Another great use case, is dedicated clusters for DMZ and PCI with Hyper-Converged nodes. This way you achieve the “Air-Gap” for compute and storage. Read my blog post for additional information.
Useful links:
- VMware Security & Compliance Blog – PCI DSS 3.0 Compliance Toolkit
- VMware Architecture Design Guide for Payment Card Industry
- VMware Payment Card Industry Solution Guide
- VMware PCI DSS 2.0 Validated Reference Architecture
- VMware Compliance Checker for PCI
- Coalfire PCI DSS Compliance and VMware
- Payment Card Industry Security Standards Documents
- PCI DSS 2.0 Standard
- PCI DSS 3.0 Standard
- Approved Companies and Providers
Don’t forget PCI DSS is a minimum requirement – it’s always good to aim higher than the minimum.

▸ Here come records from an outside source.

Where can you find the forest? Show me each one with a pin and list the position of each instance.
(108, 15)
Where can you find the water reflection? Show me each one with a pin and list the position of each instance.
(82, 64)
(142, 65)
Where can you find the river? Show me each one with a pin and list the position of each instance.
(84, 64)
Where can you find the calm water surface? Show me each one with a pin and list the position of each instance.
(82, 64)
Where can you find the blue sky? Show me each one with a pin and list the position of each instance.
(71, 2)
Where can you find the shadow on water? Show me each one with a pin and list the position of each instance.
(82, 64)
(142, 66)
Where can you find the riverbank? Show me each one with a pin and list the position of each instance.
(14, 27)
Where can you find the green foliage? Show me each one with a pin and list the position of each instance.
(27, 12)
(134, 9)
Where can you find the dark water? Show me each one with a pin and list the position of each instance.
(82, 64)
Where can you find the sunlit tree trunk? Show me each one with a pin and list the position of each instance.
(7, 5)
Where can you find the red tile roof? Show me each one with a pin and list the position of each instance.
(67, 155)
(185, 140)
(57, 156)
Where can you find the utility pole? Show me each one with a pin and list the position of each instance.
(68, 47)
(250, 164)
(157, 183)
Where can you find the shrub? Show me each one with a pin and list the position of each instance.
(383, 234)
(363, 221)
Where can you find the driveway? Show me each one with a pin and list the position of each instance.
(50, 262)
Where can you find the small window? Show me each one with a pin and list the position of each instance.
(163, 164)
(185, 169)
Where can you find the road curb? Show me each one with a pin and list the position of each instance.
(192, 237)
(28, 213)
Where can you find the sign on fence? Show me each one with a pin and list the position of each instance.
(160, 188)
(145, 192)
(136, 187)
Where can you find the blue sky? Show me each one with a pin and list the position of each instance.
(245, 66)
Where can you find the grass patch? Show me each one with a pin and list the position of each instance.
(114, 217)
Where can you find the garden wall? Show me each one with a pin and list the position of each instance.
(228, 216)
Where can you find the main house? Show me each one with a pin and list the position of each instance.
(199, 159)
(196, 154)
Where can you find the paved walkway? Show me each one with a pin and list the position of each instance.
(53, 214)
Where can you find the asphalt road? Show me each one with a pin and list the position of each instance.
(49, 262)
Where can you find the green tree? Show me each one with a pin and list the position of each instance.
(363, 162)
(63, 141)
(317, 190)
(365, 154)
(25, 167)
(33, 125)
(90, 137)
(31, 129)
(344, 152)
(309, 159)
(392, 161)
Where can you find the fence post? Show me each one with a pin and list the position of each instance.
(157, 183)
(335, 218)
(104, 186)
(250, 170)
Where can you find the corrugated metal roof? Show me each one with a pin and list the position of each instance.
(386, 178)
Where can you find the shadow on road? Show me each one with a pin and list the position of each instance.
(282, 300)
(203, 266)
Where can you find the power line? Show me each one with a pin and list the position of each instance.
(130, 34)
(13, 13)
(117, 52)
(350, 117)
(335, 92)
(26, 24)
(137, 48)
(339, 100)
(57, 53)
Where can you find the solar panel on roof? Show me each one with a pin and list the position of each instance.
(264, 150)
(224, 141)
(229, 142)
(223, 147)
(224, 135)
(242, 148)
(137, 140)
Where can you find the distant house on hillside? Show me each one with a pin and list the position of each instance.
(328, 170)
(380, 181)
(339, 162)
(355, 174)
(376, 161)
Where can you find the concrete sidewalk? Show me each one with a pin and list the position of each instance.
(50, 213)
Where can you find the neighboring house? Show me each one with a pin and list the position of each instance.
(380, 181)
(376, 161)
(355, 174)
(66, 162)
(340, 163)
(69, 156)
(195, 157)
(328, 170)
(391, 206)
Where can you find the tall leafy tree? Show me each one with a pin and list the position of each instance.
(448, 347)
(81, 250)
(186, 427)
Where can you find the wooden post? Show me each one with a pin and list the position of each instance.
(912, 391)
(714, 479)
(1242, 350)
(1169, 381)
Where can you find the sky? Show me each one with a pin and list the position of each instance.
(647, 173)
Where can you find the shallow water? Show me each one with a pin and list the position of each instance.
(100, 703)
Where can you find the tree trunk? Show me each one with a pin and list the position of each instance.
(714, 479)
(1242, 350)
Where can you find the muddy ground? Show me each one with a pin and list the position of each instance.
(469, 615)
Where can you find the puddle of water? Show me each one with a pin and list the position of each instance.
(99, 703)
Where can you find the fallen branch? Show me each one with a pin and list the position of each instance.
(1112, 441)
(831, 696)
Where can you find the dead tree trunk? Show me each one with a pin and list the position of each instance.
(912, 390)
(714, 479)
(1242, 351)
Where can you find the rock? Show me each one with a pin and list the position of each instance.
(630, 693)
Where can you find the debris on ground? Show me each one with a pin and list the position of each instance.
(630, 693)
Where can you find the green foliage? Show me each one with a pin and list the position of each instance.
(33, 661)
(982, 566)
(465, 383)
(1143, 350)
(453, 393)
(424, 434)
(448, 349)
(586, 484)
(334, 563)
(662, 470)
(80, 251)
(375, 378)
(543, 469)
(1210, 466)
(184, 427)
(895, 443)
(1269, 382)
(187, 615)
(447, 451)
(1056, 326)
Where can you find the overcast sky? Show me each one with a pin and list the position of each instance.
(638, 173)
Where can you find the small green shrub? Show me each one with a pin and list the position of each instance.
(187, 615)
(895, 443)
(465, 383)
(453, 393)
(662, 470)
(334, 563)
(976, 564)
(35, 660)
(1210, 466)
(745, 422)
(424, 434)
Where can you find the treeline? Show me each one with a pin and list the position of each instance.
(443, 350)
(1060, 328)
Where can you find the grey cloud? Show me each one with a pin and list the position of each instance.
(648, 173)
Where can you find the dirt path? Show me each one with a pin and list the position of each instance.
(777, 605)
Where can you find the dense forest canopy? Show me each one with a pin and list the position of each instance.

I’d especially want vulnerability scans and associated patching very frequently – some of the nicer solutions integrate 3rd party scans with ‘virtual patching’ of vulnerabilities on your Web Application Firewall – which enables you to protect from if not day 0 then at least day 1 or 2 vulnerabilities. Certainly faster than perhaps waiting for a real patch to be released, then testing it, change control etc.
Very true, thank you for the comment.
Great post Rene, especially the mapping of design choices – very useful.
thanks
Thank you for the feedback, Gareth.
I know this post is old, but I see that you’ve specified a dedicated management subnet, do you know if that needs to be split out into possibly two? One for PCI traffic and the other for non-PCI traffic? It seems odd to separate hosts physically, separate VLAN’s, etc, but then mix the management traffic, no?
Hello Kyle, Assuming a single operations/administration entity has control of both PCI and Non-PCI assets, in conjunction with RBAC, ESXi Firewalls, ESXi lockdown, dedicated management subnet, etc. – a single management network for all ESXi hosts with a single vCenter is perfectly acceptable and will comply with the PCI DSS 2.0 standard. If you want to increase operational complexity and solution cost, yes, you could have separate vCenters and management subnets for PCI and Non-PCI assets. Cheers, Rene.